Four out of five apply to me in some way, shape, or form. What about you?
1. You Buy New Stuff Just Because It’s New
There’s always going to be a new iPhone coming out, and a fancy new fill-in-the-blank. Commerce is what makes the world go ’round. If companies stopped creating new versions of things to sell, they’d go out of business. However, it doesn’t mean you have to buy into the super-hype and rush to get everything the minute it hits the shelf.
It’s not just electronics. The new car smell is still hanging in the air and you’re at the dealership again looking at next year’s models? Cars depreciate 11% the minute you drive them off the lot, and lose 19% of their value in the first year. You don’t get your money’s worth out of a car until you’ve driven for a while.

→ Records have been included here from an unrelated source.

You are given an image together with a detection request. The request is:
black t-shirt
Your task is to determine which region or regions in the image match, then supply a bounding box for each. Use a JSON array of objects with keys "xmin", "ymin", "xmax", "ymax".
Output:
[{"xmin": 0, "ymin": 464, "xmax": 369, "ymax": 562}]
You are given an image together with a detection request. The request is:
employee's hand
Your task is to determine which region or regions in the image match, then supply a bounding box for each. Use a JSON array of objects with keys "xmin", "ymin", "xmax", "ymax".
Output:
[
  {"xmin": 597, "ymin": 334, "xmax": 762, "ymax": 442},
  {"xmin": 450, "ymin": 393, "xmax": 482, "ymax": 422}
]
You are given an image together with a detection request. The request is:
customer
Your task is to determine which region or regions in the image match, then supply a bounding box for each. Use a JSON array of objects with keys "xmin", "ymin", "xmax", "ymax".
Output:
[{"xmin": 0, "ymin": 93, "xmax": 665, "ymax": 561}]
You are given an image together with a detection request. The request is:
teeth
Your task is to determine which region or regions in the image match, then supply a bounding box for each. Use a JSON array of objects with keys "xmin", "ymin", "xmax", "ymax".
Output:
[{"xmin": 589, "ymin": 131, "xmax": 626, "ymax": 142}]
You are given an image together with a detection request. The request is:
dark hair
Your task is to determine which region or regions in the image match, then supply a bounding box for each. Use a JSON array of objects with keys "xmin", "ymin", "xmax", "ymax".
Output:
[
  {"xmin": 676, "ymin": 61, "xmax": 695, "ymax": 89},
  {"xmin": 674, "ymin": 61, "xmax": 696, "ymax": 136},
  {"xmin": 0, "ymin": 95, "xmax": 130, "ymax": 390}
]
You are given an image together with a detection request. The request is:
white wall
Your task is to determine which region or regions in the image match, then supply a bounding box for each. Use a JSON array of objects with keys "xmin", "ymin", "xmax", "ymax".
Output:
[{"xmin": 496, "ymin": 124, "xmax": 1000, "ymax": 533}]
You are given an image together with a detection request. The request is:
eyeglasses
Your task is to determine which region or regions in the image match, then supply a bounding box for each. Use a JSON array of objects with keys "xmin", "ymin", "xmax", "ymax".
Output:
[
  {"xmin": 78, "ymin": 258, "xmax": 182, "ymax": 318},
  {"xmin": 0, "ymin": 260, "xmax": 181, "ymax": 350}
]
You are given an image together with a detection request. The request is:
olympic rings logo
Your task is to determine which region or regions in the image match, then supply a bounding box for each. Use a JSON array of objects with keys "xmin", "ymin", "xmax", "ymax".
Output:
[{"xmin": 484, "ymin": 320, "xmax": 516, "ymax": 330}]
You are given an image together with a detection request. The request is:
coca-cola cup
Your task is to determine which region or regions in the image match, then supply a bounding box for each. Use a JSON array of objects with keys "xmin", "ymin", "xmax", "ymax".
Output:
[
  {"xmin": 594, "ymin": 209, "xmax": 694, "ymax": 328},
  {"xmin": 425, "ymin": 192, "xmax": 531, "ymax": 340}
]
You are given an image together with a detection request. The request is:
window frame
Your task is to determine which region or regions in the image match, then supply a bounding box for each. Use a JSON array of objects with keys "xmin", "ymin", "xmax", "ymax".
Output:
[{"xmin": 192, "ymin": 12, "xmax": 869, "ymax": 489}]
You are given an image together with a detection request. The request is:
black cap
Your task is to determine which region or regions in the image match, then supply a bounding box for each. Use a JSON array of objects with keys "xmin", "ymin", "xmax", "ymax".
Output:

2. You Sale Shop for Things You Don’t Need
It’s Black Friday, Cyber Monday, Super Saturday, or Free Shipping Day, and you’re right out there among the rest of them. Fighting your way through the crowds to get your hands on stuff you never knew you wanted. You hate to miss one of your local department or computer store’s special sales, and you never pass up two-for-one coupons for things you don’t even need one of.
What’s that you say? You only shop at discount stores, dollar stores, and places with Barn, Depot or Warehouse in their names? Look how much I’m saving! Yep, you’re saving what it would have cost if you’d bought the same things at high-end establishments. But if you don’t need them, then you’re not saving a cent no matter what you paid for them.
3. You Pay Fees to Use a Credit Card or Checking Account
You’re handing over money to a credit card company so that you can pay interest on the money you owe them? What a deal! There are a few exceptions when the program rewards will more than pay the fee, but generally, paying an annual credit card fee is dumb. There are plenty of credit cards with no annual fee.
The same applies to having accounts at a bank that charges a monthly checking account fee or a fee to visit a teller instead of an ATM. Do some research and find a bank that will accommodate you with no fees for a minimum deposit you can live with.
4. You Don’t Use Loyalty Cards at the Stores You Shop at Regularly
If you regularly shop at a store that offers special pricing to customers in its loyalty program and you don’t take advantage of it, you’re over-spending at that store by 20% or more every time you shop there. Unless you’re in a witness protection program, it’s absolutely worth the savings to give your local supermarket your address and phone number and let them keep tabs on the brand of butter you buy.
5. You Eat Out More Often Than You Eat at Home
If your breakfast comes in a Styrofoam container, your lunch is delivered in a plastic box, and you’re choosing dinner from a menu, you’re spending way more than you have to. You can’t help it if you’re on the road, but otherwise, you can eat as well or better at home for a lot less money, even if you barely cook at all. Tax and tip alone add about 25% to the price you’d pay if you bought the food yourself and just nuked it. If you actually know how to cook, there’s sort of no excuse, and if you don't there are TONS of ways to improve your lack of skill.